Hypothesis Testing with Randomization

Chapter 11
Math 215

Flavor Preferences

  • Research question: Do people on the East Coast have a higher preference for cola than people on the West Coast?
  • soda dataset
  • 2 variables
    • location: East or West
    • drink preference: Orange or Cola
  • 60 individuals (34 from East, 26 from West)

Results (EDA)

location Cola Orange total
East 28 6 34
West 19 7 26
total 47 13 60

Standardized barplot showing proportions of drink preferences

Difference in proportions

  • Success: drink = Cola
  • Statistic of interest: difference in proportions \[\hat{p}_E-\hat{p}_W\]
  • Observed difference: \[\frac{28}{34}-\frac{19}{26}=0.09276\]

Hypothesis Test

  • From the sample it appears that there is a stronger preference for cola on the East Coast
  • It may be that there is no real difference in preference in the population, and the observed difference is not surprising when selecting a sample of this size from the population
  • A hypothesis test states these two possibilities formally as hypotheses then weighs them against each other using the results from the sample as evidence

Hypotheses

  • The null hypothesis, denoted \(H_0\), represents a skeptical perspective or a claim of no difference
  • The alternative hypothesis, denote \(H_A\), represents an alternative claim of difference.
  • As statisticians, we usually establish hypotheses before viewing the data in order to avoid bias
  • Depending on you research question, you can have \(H_A\) in form “\(<\)” or “\(\neq\)

In words:

    \(H_0:\) Location has no
    effect on preference for
    cola over orange soda.
    \(H_A:\) There is a higher
    preference for cola
    over orange soda on the
    East Coast than on the
    West Coast.

In symbols:

    \(H_0: p_E - p_W = 0\)
    \(H_A: p_E - p_W > 0\)
  • Note that \(p_E\) and \(p_W\) are parameters,i.e. long-run proportions of all people who prefer Cola on East Coast and West Coast

Null Distribution

  • We test the null hypothesis by comparing the observed value of the statistic to a null distribution
  • If the null hypothesis is true and we select different samples of the same size from the population, we would expect the value of the statistic to vary between samples
  • The null distribution is the distribution that describes those values
  • It is an example of a sampling distribution (distribution of a statistic)

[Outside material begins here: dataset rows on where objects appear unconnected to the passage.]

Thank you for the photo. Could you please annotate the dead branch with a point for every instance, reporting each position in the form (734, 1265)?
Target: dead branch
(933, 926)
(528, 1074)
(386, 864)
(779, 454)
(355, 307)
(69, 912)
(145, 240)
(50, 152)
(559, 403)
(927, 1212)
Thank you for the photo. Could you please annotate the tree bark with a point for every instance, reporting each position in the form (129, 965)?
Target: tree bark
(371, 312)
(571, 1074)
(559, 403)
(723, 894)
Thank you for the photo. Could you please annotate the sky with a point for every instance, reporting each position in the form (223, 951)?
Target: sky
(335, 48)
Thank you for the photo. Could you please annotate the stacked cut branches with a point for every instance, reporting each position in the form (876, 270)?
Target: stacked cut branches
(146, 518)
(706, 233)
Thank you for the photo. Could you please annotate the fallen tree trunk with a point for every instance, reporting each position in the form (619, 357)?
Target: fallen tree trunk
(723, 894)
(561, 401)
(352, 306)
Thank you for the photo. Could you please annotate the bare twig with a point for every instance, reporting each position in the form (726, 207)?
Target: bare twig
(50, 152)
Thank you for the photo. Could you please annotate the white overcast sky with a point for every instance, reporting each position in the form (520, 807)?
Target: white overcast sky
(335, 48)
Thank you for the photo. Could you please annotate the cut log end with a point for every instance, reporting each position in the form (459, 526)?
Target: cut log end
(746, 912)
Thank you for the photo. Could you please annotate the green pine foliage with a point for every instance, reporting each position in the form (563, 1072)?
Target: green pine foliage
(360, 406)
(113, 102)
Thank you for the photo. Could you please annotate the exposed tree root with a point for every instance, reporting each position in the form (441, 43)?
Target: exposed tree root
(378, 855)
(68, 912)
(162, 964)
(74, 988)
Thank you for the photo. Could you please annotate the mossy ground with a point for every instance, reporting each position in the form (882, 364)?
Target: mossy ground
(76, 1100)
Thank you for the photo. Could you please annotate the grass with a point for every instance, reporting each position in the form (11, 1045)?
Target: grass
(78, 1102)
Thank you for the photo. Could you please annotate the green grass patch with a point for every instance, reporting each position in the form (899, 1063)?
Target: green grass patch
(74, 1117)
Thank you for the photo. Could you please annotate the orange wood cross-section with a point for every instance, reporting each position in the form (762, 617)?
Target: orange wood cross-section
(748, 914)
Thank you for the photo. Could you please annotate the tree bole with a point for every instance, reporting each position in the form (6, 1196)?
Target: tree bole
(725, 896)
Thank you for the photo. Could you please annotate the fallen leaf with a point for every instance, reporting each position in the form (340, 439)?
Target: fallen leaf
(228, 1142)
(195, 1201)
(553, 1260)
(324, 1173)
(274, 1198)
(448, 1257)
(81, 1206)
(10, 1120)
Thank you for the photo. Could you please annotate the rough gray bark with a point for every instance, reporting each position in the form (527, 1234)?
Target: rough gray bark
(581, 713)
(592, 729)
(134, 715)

Null Distribution Using Random Permutation

  • Suppose that I suspect Hope students that sit in the front of class had a higher high school GPA than students that sit in the back
  • I ask each of you to write your high school GPA on a sheet of paper and I calculate the difference in mean GPA for students in the front and in the back
  • I want to know how that difference compares to differences I would measure if there is no difference
  • The GPAs I collected is my best picture of what the distribution of GPAs is like at Hope
  • To simulate the null hypothesis being true (no difference between front and back), I could mix up your GPAs and hand them back to you
  • Then I could collect them again and measure the difference in means between front and back
  • If I do this many times it will give me a good idea of what the differences would look like if the null hypothesis is true (the null distribution)
  • Mixing up the values of the response variable as in the GPA example is called random permutation
  • I can use random permutation to create a null distribution
  • Usually we will do this with a computer, because we want to calculate the statistic for 1,000 or 10,000 random permutations

Here is the original soda data with 5 random permutations.

Random Shuffle

  • Now let’s simulate 100 samples assuming true null hypothesis
  • We’ll calculate a difference in proportions for each permutation
  • Use infer package
set.seed(8675309)

library(infer)
soda_perm <- soda |> 
  specify(drink ~ location, success = "Cola") |>
  hypothesize("independence") |>
  generate(reps = 100, type = "permute") |>
  calculate(stat = "diff in props", order = c("East", "West"))

Dot plot of 100 differences in randomized proportions (null distribution), showing observed difference as dashed vertical line.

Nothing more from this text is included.